Customer Reviews (5)

5-0 out of 5 stars A little known classic of 20th century fiction
I read the Boris Vian book when I was a college student. It was one of the most beautifully written books of modern fiction.It was right up there with Kafka, Proust, Bieliy, and Mayerink. Now I purchased it for my son. Read it for its poetry of language.

5-0 out of 5 stars The best French Novel of the 2oth century for me
I read this so many times - it's a jewel of imagination, beauty and originality.A modern classic.

4-0 out of 5 stars Great book, poor translation
Beside this English translation I have read two other editions of this book (one in its original language -French- and another in a language other than English). I have to say that, by comparison, this one kinda dissapointed me. A lot of expressions and meanings were lost in the poor translation, some were downright stupid mistakes. "Foam of the Daze"?!? I wonder if this book was typed by dictation, since the correct translation would be "Foam of the Days". It reminded me of the typing on the TV's CC system, or listening to one of Beethoven's symphonies with a quasi-deaf conductor leading the orchestra.
In my opinion, it takes someone with writing talent and command of both languages to translate superior literature like this and retain its original greatness. Yes, the story is very moving, but when it comes to writers like Boris Vian there's much more than a story to it.
As a customer mentioned already, Stanley Chapman's 1967 translation - "Froth on the Daydream" - is the best one to look for, by far superior to this one.

5-0 out of 5 stars WOW
I will put it in a simple way: I have read and re-read this book in French, in Spanish and now in English more than fifty times and still find it to be the best love story ever told. Vian characters are straight, pure, honest and passionate in a way that we only can dream about. They are so full of life that you can actually cry when they die (I know, sound commonplace, but how often do you really mourn a character?).
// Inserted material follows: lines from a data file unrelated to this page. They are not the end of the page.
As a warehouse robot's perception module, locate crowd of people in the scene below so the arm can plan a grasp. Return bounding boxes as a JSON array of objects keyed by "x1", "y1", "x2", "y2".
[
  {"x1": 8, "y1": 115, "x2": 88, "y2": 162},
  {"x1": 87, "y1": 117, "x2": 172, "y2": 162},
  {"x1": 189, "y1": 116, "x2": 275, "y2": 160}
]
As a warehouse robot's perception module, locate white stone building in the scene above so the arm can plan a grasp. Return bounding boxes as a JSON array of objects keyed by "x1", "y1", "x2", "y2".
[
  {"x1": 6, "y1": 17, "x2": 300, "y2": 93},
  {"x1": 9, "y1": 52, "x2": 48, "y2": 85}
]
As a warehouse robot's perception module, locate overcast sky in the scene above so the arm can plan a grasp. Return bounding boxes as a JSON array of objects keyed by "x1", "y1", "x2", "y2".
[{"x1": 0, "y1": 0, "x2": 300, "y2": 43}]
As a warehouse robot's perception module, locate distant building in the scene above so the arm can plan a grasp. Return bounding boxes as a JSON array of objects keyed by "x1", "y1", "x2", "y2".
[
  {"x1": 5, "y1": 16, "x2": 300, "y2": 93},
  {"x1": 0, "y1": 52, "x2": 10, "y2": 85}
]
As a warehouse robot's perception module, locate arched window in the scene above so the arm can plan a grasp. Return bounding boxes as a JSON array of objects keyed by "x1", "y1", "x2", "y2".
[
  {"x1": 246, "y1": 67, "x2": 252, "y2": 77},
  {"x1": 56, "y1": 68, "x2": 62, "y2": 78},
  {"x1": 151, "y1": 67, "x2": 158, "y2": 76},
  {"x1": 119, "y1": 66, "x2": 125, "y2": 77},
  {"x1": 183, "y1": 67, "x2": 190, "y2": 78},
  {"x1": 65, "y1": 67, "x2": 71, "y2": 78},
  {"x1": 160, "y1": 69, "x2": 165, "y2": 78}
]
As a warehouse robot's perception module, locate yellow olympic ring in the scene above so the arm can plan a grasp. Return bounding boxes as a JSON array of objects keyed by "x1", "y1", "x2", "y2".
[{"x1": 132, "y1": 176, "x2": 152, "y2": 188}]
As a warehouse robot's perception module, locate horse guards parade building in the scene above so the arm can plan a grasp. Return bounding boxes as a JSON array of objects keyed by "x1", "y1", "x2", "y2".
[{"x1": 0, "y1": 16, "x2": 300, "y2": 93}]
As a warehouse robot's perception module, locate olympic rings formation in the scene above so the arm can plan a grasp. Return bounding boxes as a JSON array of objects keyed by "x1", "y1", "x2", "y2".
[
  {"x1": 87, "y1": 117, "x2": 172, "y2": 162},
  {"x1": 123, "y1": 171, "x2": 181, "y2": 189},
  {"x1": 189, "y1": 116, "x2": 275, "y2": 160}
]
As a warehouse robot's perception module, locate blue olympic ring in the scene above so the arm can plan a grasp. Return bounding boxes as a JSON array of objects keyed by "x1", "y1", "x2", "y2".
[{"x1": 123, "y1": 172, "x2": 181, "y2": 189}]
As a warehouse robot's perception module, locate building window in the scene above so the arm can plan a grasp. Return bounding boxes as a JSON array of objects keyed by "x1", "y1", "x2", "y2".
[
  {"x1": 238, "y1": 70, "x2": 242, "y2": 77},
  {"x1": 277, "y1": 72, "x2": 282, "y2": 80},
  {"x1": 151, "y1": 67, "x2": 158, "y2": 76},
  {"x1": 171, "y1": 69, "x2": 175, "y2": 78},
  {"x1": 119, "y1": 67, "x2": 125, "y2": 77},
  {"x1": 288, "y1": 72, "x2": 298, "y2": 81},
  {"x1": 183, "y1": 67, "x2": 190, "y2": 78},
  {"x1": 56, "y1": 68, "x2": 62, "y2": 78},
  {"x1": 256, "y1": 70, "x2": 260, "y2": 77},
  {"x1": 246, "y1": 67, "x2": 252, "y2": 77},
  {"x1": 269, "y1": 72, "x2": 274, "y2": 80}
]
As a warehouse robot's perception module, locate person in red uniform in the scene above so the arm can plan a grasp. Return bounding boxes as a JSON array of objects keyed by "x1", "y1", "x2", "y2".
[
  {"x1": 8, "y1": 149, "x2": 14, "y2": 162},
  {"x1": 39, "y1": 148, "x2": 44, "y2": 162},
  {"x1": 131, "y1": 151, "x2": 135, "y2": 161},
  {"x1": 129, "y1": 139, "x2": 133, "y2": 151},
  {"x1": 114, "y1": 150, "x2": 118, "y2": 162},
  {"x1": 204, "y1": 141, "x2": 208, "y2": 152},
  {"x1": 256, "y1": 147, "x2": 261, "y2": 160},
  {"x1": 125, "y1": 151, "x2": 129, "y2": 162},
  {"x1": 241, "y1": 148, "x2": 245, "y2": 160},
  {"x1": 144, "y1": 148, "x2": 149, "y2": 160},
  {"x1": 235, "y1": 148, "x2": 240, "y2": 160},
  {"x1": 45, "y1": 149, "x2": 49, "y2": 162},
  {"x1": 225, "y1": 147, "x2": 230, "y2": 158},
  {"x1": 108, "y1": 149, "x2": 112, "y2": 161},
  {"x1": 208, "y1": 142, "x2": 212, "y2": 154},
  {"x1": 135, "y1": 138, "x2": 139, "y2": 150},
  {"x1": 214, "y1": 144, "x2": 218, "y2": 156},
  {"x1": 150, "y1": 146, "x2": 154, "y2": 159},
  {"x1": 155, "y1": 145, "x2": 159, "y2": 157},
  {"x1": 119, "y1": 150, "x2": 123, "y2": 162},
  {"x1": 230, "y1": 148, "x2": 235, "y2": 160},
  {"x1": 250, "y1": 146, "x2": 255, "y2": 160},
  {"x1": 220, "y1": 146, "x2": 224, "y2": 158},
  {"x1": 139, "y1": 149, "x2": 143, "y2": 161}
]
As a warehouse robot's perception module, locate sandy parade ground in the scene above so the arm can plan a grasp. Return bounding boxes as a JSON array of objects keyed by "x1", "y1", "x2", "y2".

Vian draws this paradox of life and death better than anyone I know. Oh, you may wonder why I've read this book so many times... well, you know, Vian is actually telling you a different story every time you lay eyes into this book of marvels. Another commonplace would be to say that your life will change dramatically after reading this book. Ok, don't take my word, just go for it yourself. And, if you can, share your thoughts...
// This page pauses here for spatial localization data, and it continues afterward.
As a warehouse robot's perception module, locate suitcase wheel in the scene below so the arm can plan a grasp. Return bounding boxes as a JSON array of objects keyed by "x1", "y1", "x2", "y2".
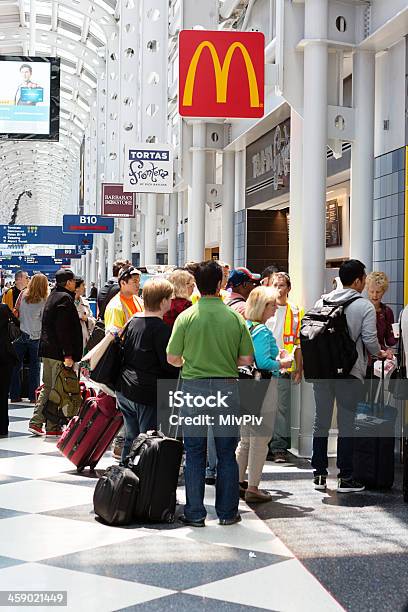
[{"x1": 164, "y1": 512, "x2": 175, "y2": 523}]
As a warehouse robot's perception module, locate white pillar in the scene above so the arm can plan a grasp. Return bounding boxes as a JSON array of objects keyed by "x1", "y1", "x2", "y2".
[
  {"x1": 122, "y1": 219, "x2": 132, "y2": 261},
  {"x1": 187, "y1": 121, "x2": 207, "y2": 261},
  {"x1": 350, "y1": 51, "x2": 375, "y2": 271},
  {"x1": 220, "y1": 151, "x2": 235, "y2": 266},
  {"x1": 144, "y1": 193, "x2": 157, "y2": 266},
  {"x1": 139, "y1": 214, "x2": 146, "y2": 266},
  {"x1": 167, "y1": 192, "x2": 178, "y2": 266},
  {"x1": 85, "y1": 251, "x2": 91, "y2": 292},
  {"x1": 301, "y1": 0, "x2": 328, "y2": 308},
  {"x1": 289, "y1": 109, "x2": 307, "y2": 303},
  {"x1": 107, "y1": 232, "x2": 115, "y2": 278},
  {"x1": 87, "y1": 243, "x2": 97, "y2": 284}
]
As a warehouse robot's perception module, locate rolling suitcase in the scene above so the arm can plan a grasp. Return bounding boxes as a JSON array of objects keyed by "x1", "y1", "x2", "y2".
[
  {"x1": 93, "y1": 465, "x2": 139, "y2": 525},
  {"x1": 125, "y1": 431, "x2": 183, "y2": 523},
  {"x1": 57, "y1": 392, "x2": 123, "y2": 472},
  {"x1": 353, "y1": 362, "x2": 397, "y2": 489}
]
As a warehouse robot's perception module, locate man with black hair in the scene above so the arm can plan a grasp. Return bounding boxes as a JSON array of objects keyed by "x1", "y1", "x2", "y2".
[
  {"x1": 167, "y1": 261, "x2": 254, "y2": 527},
  {"x1": 29, "y1": 268, "x2": 83, "y2": 438},
  {"x1": 97, "y1": 259, "x2": 130, "y2": 321},
  {"x1": 312, "y1": 259, "x2": 392, "y2": 493}
]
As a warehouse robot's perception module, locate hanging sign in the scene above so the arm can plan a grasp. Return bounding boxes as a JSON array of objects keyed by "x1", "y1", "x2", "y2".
[
  {"x1": 178, "y1": 30, "x2": 265, "y2": 118},
  {"x1": 123, "y1": 142, "x2": 173, "y2": 193},
  {"x1": 101, "y1": 183, "x2": 136, "y2": 218}
]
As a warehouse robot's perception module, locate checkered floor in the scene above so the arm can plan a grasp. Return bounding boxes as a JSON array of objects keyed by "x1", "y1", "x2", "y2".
[{"x1": 0, "y1": 404, "x2": 342, "y2": 612}]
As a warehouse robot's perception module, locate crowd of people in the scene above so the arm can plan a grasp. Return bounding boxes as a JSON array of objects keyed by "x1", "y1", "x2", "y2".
[{"x1": 0, "y1": 253, "x2": 397, "y2": 527}]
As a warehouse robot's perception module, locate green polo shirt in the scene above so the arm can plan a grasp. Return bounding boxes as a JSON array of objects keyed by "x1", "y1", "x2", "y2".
[{"x1": 167, "y1": 297, "x2": 254, "y2": 380}]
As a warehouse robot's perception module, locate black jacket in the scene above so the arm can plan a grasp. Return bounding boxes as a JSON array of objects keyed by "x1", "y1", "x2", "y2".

5-0 out of 5 stars Review from the Los Angeles Times (Feb 1, 2004)
A legend throughout Europe - French musician, translator of Raymond Chandler and seminal science fiction writer, poet, songwriter, novelist and screen actor - Boris Vian remains little known in the United States. Los Angeles-based TamTam Book aims to correct this, having published a paperback edition of Vian's landmark thriller "I Spit on Your Graves" in 2001 and now a new translation of his masterful "Foam of the Daze" (L'Ecume des jours"), with the first translation of "L'Automne à Pékin" to follow.

There have been two previous English translations of "Foam": Stanley Chapman's 1967 British edition, "Froth on the Daydream," and Jon Sturrock's U.S. version, "Mood Indigo," which appeared shortly thereafter. Chapman's is by far the superior, admirably transposing Vian's rhythms into English and finding equivalents for his multi-level puns and wordplay. But Brian Harper's hip new translation, edged toward the modern U.S. reader, may well become the standard.
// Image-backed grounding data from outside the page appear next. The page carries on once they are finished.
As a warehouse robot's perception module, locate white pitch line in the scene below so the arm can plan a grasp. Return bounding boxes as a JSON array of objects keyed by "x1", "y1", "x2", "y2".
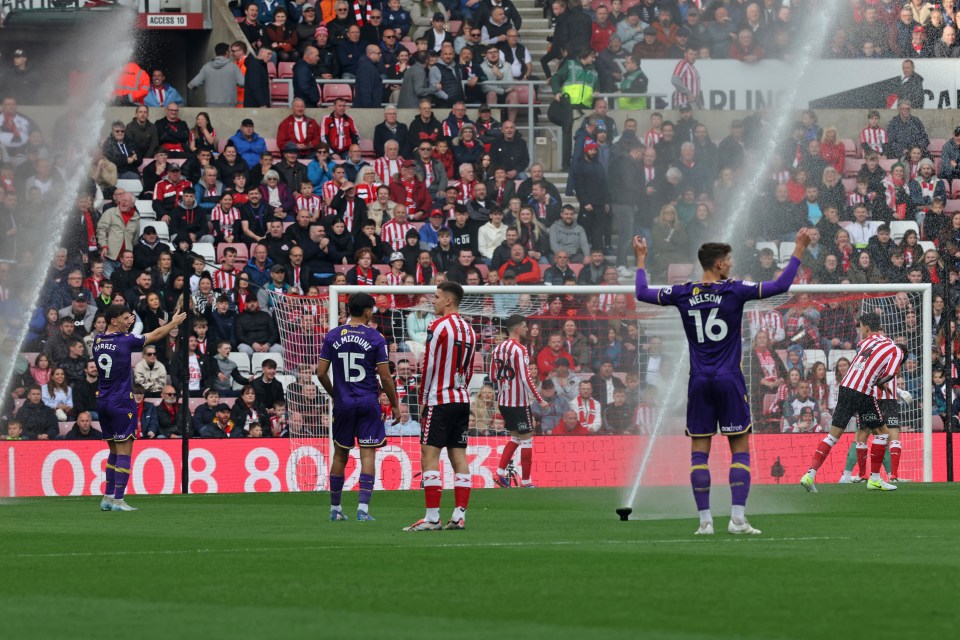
[{"x1": 0, "y1": 533, "x2": 872, "y2": 563}]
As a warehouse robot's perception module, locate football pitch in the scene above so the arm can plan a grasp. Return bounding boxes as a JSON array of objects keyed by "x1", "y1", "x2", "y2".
[{"x1": 0, "y1": 484, "x2": 960, "y2": 640}]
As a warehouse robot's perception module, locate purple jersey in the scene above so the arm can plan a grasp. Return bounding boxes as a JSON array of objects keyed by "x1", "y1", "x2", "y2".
[
  {"x1": 637, "y1": 258, "x2": 800, "y2": 376},
  {"x1": 93, "y1": 333, "x2": 144, "y2": 405},
  {"x1": 320, "y1": 324, "x2": 389, "y2": 410}
]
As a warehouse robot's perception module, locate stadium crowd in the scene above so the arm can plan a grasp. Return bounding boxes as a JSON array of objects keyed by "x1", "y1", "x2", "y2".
[{"x1": 0, "y1": 0, "x2": 960, "y2": 438}]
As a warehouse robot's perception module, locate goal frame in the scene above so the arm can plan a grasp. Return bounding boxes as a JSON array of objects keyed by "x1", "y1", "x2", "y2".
[{"x1": 318, "y1": 283, "x2": 933, "y2": 482}]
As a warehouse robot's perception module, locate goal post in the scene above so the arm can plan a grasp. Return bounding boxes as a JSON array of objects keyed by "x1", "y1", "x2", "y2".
[{"x1": 272, "y1": 284, "x2": 935, "y2": 490}]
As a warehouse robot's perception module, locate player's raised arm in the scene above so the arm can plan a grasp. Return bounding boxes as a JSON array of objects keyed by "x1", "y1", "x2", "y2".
[
  {"x1": 633, "y1": 236, "x2": 661, "y2": 304},
  {"x1": 377, "y1": 362, "x2": 400, "y2": 422},
  {"x1": 143, "y1": 311, "x2": 187, "y2": 346},
  {"x1": 757, "y1": 229, "x2": 810, "y2": 298}
]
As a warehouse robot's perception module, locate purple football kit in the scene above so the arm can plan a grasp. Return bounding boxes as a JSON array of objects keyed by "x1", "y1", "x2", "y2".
[
  {"x1": 636, "y1": 258, "x2": 800, "y2": 438},
  {"x1": 93, "y1": 333, "x2": 144, "y2": 442},
  {"x1": 320, "y1": 324, "x2": 389, "y2": 449}
]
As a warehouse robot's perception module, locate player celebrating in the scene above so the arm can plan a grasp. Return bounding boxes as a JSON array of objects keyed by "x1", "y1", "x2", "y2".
[
  {"x1": 404, "y1": 281, "x2": 477, "y2": 531},
  {"x1": 490, "y1": 314, "x2": 550, "y2": 489},
  {"x1": 93, "y1": 304, "x2": 187, "y2": 511},
  {"x1": 317, "y1": 293, "x2": 400, "y2": 522},
  {"x1": 633, "y1": 229, "x2": 810, "y2": 535},
  {"x1": 800, "y1": 312, "x2": 909, "y2": 493}
]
This is a great novel, mind you. Though on its surface, the simplest of stories - Vian summed it up as "a man loves a woman, she falls ill, she dies" - beneath are a host of ambiguities, digressions, levels of meaning. Not quite beneath actually, for subtexts keep erupting to the surface. It is in many ways a novel built of eruptions.

Simply, then, this is a tale of two couples: Colin, a rich and rather superfluous man, and Chloe, a woman dying from a lily growing in her lung; Chick, whose life is ruined by his collecting of Jean-Sol Partre's books and memorabilia, and Alise, who tries to save Chick from himself by murdering Partre. As the lily grows in Chloe's lung, Colin does all he can to keep her alive. But her bed sinks closer to the ground and the room grows ever smaller. Because Colin has no money left to pay for burial, Chloe's coffin is simply thrown out the window.

In Vian's world, nothing is simple, nothing may be taken for granted. Because people they love have died, mice persuade diffident cats to kill them; bells detach themselves from doors to come and announce visitors; neckties rebel against being knotted; some broken windowpanes grow back overnight while others darken from breathing difficulties; a piano mixes cocktails to match the music being played upon it; armchairs and sausages must be calmed before use. When Colin puts Duke Ellington's "The Mood to Be Wooed" on the phonograph, the O's on the record label cause the corners of the room to become round.

In Vian's books, the world becomes ineluctably strange, the world as a child or a madman might see it. And that's the recipe for "Foam of the Daze," a novel with paradox at its heart, as critic David Meakin has observed: one part light-hearted fantasy, one part tragedy. Add wordplay and romance to taste. Your heart will be broken. You will be confused and confounded. You will laugh aloud. And at least for a time, however hard you try, your own world will refuse to be what you think it is.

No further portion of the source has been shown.